しかし戦局の拡大と、それに伴う前線からの要望に伴い、様々な装備がオプションとして用意された。

それらを1つずつ紹介する。


車載用銃架

1941年頃に登場。九六式軽機関銃での使用も可能。

ターレットリングに本銃架を載せた後、二脚を外した九九式軽機関銃を銃架の上に載せ、二脚を固定するためのネジ穴に合わせ固定し、使用する。

主に装甲車や自走砲などで使用された他、各部隊が独自のターレットリングを作って非装甲車両に載せ、主に九六式軽機関銃を用いて簡易的な銃座とした。



三脚

前述した三式機関銃のものを流用した。

使用するためには、三脚改造対応を施した九九式軽機関銃中期型以降が必要(後期型は最初から対応済)

三式機関銃用に配備が優先されたため、九九式軽機関銃での使用例は極稀。



背負い革

1942年頃に採用。

九九式軽機関銃を背負ったり、腰だめ撃ちするための背負い革。

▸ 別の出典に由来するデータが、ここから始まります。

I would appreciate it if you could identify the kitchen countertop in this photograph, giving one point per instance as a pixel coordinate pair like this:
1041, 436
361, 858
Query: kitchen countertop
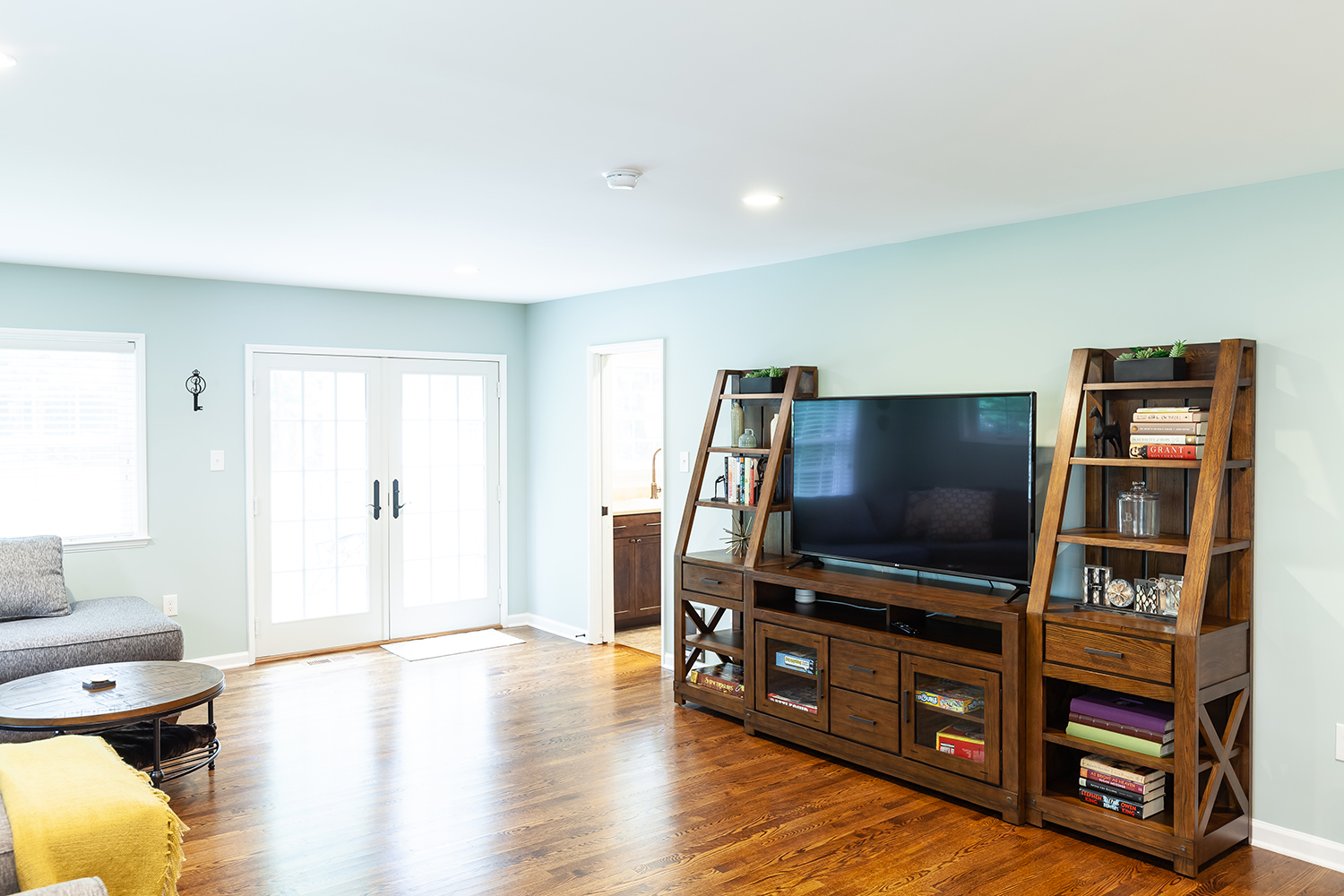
647, 505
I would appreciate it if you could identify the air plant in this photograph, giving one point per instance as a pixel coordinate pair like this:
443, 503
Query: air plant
1177, 349
738, 538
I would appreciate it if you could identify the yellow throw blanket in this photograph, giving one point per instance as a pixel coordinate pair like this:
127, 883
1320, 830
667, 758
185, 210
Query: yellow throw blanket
78, 810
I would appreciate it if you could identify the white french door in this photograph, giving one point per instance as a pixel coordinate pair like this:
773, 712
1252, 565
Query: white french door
376, 484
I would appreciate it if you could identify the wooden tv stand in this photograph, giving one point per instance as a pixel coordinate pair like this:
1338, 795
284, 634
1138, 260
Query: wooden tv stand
878, 638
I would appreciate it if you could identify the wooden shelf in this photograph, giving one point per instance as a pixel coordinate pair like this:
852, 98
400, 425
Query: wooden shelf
1210, 634
1161, 823
1140, 462
1056, 737
1161, 544
745, 508
719, 642
1159, 386
733, 562
725, 449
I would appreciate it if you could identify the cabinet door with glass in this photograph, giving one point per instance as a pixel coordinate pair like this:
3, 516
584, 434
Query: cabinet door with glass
790, 680
951, 716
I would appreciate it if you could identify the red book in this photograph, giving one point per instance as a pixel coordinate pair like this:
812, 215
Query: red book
1167, 452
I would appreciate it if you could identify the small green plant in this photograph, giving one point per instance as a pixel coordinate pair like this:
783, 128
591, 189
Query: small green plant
1177, 349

背負金具追加改修を行えば九六式軽機関銃にも使用可能。

元々はブレンガン仕様用の装備だったが、後に日本陸軍向けの九九式軽機関銃にも装備された。

実際の運用では前述した用途の他、歩哨任務などで九九式軽機関銃を前側に背負ってすぐ撃てるようにするなど、様々な用途で使われた。


銃口覆

銃口を覆う金属製の蓋。九六式軽機関銃の初期型にも同様の装備があったものの、生産簡略化のため廃止された。

しかし上陸作戦の増加により、九九式軽機関銃の口径に合わせる形で復活した。

装着する際は、フラッシュハイダーを外さなければならないという欠点がある。


雨水や海水、砂などの異物侵入を防ぐ他、本土の訓練の際は未装填、非射撃時の目印としても使われた。

銃口覆自体は薄い金属で作られてるため、緊急時は銃口覆をしたままでも発射可能。

非常に薄く作られてるため良く破損したが、破損を前提とした設計でかなりの量が生産されていたため、訓練の際に壊しても怒られない数少ない部品としてありがたがられたという逸話がある。